The recent exemption granted by the government appears to allow employers to cease the provision of insured risk benefits for its employees from State Pension Age an improvement over the previous position for employers with older workers.
In recent years, the increase in evidence of health limits has meant that it is possible to deliver increasingly generous benefits to senior staff without the automatic need for medical underwriting. Where medical underwriting is still required, the widespread availability of one-off underwriting and telephonic or electronic routes for performing the underwriting reduce concerns about the administration and inconvenience of this process.
Employers who have not reviewed their arrangements for some time may find that using alternative structures lowers the cost of group risk benefits more than might be expected
Due to continued competition, it is commonly reported that group risk insurers are operating on very thin margins and rates have been driven down, close to minimum. This should translate into better deals on pricing with employers’ spend on group risk benefits representing good value against benefit payments received in the long term. Employers who have not reviewed their arrangements for some time may find that using alternative structures lowers the cost of group risk benefits more than might be expected.
There are, however, some risks that auto-enrolment brings to group risk benefits. Many employers still link risk benefits with pension provision and a threat to group risk provision is that, rather than be faced with an increase in premiums for auto-enrolees, employers may simply break this link and cease the provision of these benefits in the future.
Given ongoing financial uncertainty, many employers will be keen to avoid any extra costs on benefits and will be focused on the value of benefit spend. If faced with significant extra pension costs as a result of auto-enrolment, employers will resist introducing a new benefit unless this is a replacement for an existing offering.

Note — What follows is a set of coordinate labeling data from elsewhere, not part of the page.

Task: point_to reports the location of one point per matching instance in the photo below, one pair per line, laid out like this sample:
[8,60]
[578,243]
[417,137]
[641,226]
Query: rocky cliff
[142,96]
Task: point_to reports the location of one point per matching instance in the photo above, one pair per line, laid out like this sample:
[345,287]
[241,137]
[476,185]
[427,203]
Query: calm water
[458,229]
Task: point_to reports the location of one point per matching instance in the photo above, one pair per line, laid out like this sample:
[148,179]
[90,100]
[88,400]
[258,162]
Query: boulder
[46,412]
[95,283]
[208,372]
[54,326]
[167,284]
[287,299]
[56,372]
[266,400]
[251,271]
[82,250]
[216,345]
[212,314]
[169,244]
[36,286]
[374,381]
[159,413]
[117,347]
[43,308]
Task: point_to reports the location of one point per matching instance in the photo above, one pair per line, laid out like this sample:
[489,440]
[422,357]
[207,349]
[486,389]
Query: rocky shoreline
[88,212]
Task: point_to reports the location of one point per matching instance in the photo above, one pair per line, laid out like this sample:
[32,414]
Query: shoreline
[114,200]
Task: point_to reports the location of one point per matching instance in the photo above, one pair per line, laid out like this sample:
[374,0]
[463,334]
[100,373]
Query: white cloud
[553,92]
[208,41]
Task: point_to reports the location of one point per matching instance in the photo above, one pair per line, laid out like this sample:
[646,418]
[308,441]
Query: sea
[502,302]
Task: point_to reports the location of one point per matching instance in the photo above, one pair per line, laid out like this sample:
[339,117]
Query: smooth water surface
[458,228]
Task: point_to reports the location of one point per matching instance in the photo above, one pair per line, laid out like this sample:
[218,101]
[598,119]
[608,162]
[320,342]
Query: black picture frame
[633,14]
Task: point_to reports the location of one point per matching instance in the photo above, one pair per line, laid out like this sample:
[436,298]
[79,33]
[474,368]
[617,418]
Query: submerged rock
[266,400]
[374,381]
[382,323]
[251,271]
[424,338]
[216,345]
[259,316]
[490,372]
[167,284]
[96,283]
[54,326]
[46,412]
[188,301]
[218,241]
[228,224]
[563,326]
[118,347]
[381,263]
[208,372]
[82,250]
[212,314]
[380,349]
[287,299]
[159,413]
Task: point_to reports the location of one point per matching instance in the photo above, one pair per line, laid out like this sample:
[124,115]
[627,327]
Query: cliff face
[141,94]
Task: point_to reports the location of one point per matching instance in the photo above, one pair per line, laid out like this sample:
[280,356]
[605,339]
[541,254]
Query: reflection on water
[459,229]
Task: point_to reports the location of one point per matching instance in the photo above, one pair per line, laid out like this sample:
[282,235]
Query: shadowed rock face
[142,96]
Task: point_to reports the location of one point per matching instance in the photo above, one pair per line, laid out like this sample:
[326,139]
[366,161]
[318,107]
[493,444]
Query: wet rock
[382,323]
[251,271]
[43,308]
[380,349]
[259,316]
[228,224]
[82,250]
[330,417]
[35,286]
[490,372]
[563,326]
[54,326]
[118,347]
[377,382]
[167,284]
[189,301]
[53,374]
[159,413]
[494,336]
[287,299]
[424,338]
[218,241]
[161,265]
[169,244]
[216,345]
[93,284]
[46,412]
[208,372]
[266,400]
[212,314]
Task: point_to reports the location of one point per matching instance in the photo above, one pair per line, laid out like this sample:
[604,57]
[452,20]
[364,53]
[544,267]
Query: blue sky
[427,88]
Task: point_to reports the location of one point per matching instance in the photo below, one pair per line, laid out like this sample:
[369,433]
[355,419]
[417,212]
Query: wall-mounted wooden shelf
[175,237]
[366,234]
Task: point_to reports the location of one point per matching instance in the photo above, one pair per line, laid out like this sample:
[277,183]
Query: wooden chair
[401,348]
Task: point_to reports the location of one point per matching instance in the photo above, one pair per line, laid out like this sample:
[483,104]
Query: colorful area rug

The proposed means testing of State incapacity benefits and political and media debate on this ought to be a further platform for the industry to point out the value that can be added by employer group arrangements.
In summary, the insurance industry needs to work hard to publicise the value of risk benefits and to continue to develop solutions that better suit employers’ and employees’ requirements. In addition to pension arrangements, employers should consider updating their risk benefits arrangements taking into account the options available now.